Tim Carter is attending the memorial service for the first time this year. He was living at Jonestown but was away on an errand when the distribution of the poison began. He returned in time to see a cup of the liquid poured down the throat of his young son. “My wife and son are here,” he says, glancing at the ground where we are standing. Carter recounts how for several months, no cemetery would agree to take the hundreds of unclaimed bodies returned from Guyana. “They were all afraid of attracting hordes of ‘cultists’.”
For many Americans, Jonestown is a distant, nightmarish image of deranged cult members run amok in a jungle thousands of miles away. But in the Bay Area, the impact hit home, and the aftershocks still reverberate. Before Jim Jones ordered all members to relocate to Guyana, the People’s Temple church was based in San Francisco—and was well-respected and politically connected. Emerging out of the counter-cultural ashes of the ’60s, Jones and the church offered the promise of an integrated, egalitarian community to idealistic young whites and hundreds of African Americans—many of them from Oakland—seeking refuge from the scourges of racism and poverty.

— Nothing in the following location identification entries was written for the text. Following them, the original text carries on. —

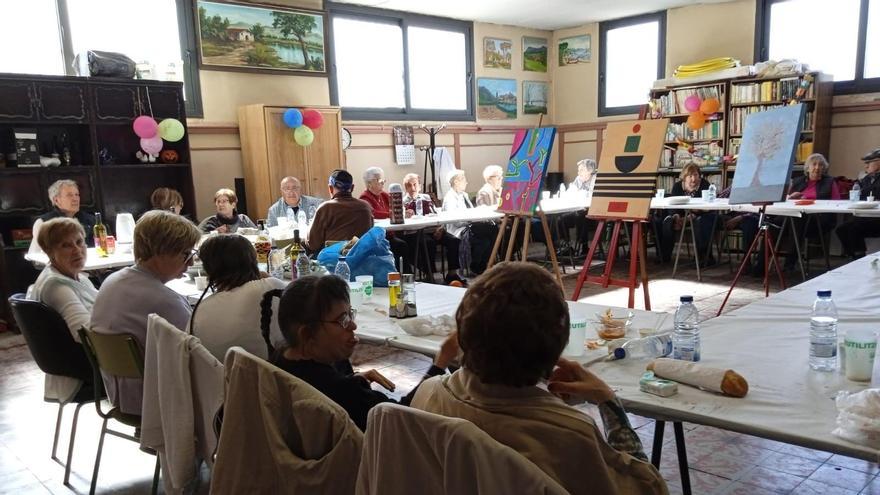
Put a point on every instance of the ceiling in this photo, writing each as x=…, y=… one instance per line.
x=539, y=14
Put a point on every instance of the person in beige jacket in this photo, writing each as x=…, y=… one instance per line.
x=513, y=324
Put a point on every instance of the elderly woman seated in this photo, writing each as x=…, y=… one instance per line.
x=513, y=324
x=163, y=250
x=317, y=321
x=231, y=317
x=228, y=219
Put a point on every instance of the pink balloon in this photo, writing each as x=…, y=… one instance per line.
x=692, y=103
x=152, y=145
x=145, y=127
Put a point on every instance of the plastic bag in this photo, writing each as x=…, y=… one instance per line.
x=371, y=255
x=858, y=419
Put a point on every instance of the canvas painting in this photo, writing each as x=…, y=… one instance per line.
x=575, y=50
x=524, y=175
x=627, y=175
x=536, y=95
x=249, y=37
x=497, y=53
x=766, y=155
x=534, y=54
x=496, y=98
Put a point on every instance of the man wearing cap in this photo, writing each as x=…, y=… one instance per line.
x=292, y=200
x=853, y=232
x=342, y=217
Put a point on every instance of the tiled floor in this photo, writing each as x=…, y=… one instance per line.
x=720, y=462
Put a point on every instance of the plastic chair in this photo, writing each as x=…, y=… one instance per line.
x=117, y=356
x=56, y=353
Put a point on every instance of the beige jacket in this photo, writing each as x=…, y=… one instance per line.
x=280, y=435
x=442, y=455
x=564, y=442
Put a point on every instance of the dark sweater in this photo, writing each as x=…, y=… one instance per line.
x=342, y=386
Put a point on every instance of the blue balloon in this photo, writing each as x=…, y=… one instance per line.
x=293, y=118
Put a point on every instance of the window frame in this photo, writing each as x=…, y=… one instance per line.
x=604, y=27
x=859, y=84
x=404, y=20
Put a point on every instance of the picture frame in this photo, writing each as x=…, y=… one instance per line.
x=497, y=53
x=252, y=37
x=575, y=50
x=534, y=51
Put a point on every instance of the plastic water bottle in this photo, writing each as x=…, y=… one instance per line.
x=686, y=335
x=647, y=347
x=823, y=333
x=342, y=270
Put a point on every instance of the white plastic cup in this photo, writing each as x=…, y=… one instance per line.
x=860, y=346
x=356, y=294
x=576, y=338
x=367, y=283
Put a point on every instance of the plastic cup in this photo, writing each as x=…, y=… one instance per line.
x=356, y=294
x=367, y=282
x=860, y=347
x=576, y=338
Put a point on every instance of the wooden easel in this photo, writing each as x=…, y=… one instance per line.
x=637, y=256
x=527, y=219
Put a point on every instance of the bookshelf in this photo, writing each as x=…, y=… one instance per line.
x=722, y=133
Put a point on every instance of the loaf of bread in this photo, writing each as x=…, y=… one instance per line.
x=727, y=382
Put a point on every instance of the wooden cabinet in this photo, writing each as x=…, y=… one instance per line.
x=270, y=154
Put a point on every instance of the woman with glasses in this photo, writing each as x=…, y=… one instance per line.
x=318, y=323
x=230, y=316
x=163, y=251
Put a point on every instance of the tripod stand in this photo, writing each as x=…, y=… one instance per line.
x=764, y=235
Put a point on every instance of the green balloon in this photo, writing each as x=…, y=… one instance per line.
x=303, y=136
x=171, y=130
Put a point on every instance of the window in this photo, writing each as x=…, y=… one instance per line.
x=418, y=67
x=851, y=55
x=165, y=51
x=632, y=55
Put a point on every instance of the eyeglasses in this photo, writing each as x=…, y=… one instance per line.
x=345, y=320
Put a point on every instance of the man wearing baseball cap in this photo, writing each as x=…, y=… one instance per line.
x=342, y=217
x=853, y=232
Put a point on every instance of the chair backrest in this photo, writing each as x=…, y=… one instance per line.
x=49, y=339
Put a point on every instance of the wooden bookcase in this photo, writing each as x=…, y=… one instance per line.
x=92, y=117
x=722, y=134
x=270, y=154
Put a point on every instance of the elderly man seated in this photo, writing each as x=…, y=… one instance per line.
x=293, y=201
x=342, y=217
x=413, y=197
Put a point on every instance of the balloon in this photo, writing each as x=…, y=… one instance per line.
x=293, y=118
x=710, y=106
x=312, y=119
x=692, y=103
x=696, y=120
x=145, y=127
x=171, y=130
x=152, y=145
x=303, y=136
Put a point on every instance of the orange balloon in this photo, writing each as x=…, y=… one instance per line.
x=710, y=106
x=696, y=120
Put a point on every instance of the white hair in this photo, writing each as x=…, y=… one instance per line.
x=372, y=173
x=491, y=170
x=55, y=188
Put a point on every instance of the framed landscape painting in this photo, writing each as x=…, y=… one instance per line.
x=497, y=53
x=534, y=54
x=252, y=37
x=496, y=98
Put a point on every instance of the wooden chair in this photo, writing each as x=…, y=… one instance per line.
x=117, y=356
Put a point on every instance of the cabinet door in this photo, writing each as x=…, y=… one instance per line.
x=16, y=100
x=61, y=101
x=115, y=102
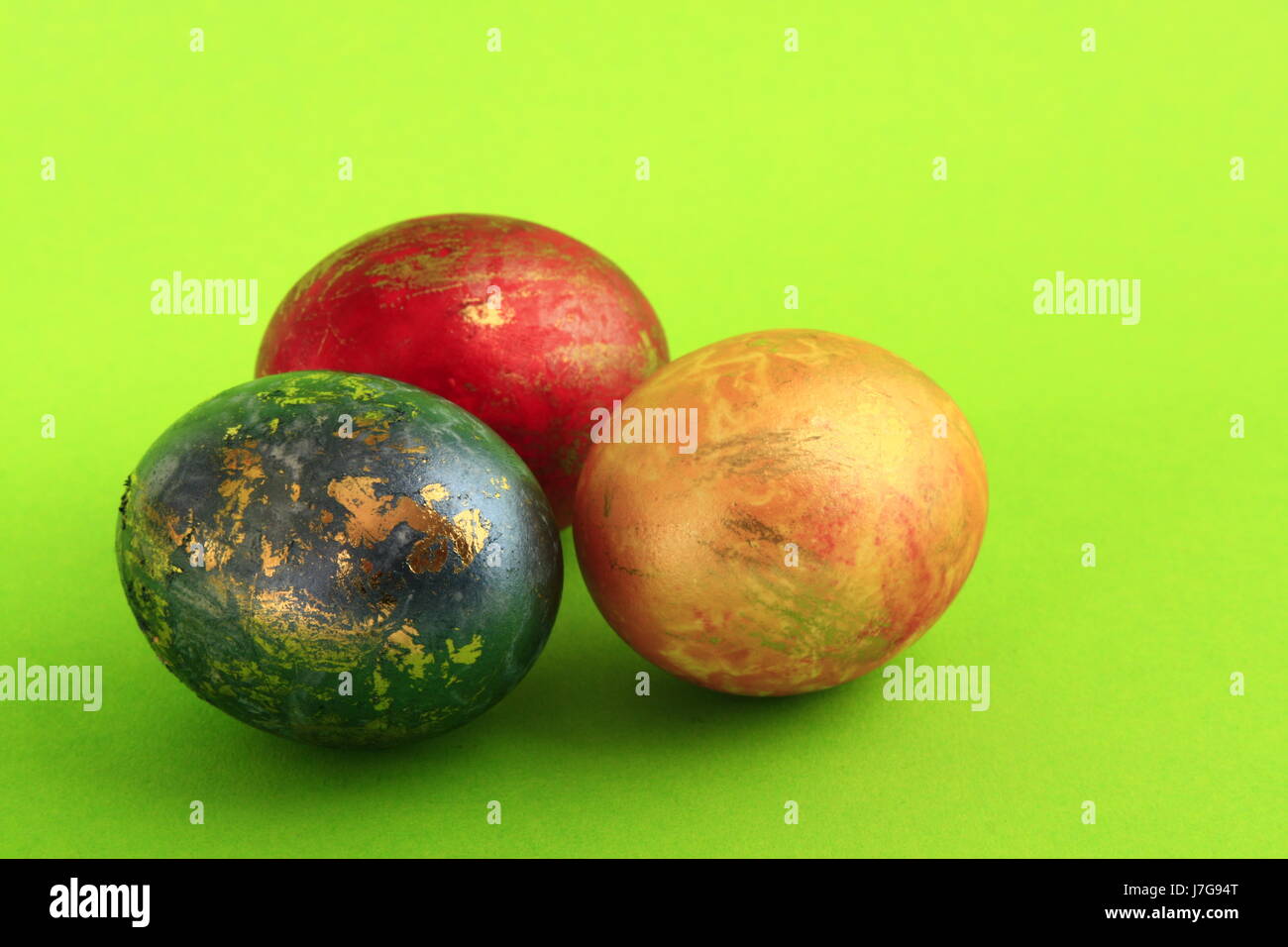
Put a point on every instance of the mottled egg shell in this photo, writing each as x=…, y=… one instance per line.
x=338, y=558
x=824, y=515
x=516, y=322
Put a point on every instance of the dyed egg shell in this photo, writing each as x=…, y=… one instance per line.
x=267, y=553
x=522, y=325
x=828, y=512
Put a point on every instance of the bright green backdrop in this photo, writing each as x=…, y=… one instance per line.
x=769, y=169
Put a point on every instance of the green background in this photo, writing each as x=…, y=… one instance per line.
x=810, y=169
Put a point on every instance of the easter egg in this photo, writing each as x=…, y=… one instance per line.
x=339, y=558
x=520, y=325
x=780, y=512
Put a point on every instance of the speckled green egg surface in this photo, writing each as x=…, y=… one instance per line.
x=339, y=558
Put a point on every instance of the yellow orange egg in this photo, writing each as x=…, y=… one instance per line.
x=780, y=512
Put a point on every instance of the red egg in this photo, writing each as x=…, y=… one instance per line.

Tim Stoen, now a deputy district attorney for Humboldt County, was a Temple member and served as Jim Jones’ attorney. “You are never going to find more altruistic, kindly people,” he tells the assembled group. “To this day I have not found racial integration as beautiful as I found in the Temple. The problem is that because there was so much altruism in the body and so much evil at the top, people can’t get a fix on the story.”
In recent years the memorial gathering has grown, and more survivors are emerging to speak about their experiences. The play The People’s Temple, which debuted in 2005 at the Berkeley Repertory Theatre, uses dialogue taken directly from interviews with survivors and archival material. The play focuses on the humanity and utopian goals of the members as well as the instability of Jones, and many survivors feel that this is the first time the events have been realistically portrayed. There is also a survivor newsletter, an excellent Web site hosted by San Diego State and the ongoing archival work of the California Historical Society, all of which have helped a more accurate picture of the Temple emerge.
Toward the end of the service, a large African-American man rises to speak. Stanley Clayton introduces himself as one of the few survivors who witnessed the deaths at Jonestown that day. “That was a very, very dark day. Even though I stand here, I’m really there today.” Clayton describes how a young man ran to him and collapsed in his arms before dying. His wife also died that day. “For all these 27 years I didn’t come out, because I was very disturbed by what happened.”
The Rev. Norwood would like to see a memorial wall built, similar in design to the Vietnam Veterans Memorial Wall, listing all the names of the dead. She has the support of luminaries like Maya Angelou and dozens of politicians and religious leaders, but the project is still struggling to find funding. To date, her family members are the only people memorialized by name at the site, on a small marker near the Jonestown stone. As she kneels to place 27 carnations, she says, “For some of us, this is the most challenging and bewildering day of the year—wanting to know why this has happened to a loving group of grandfathers, grandmothers, parents and children. We walk daily with our loved ones and who they could have become.”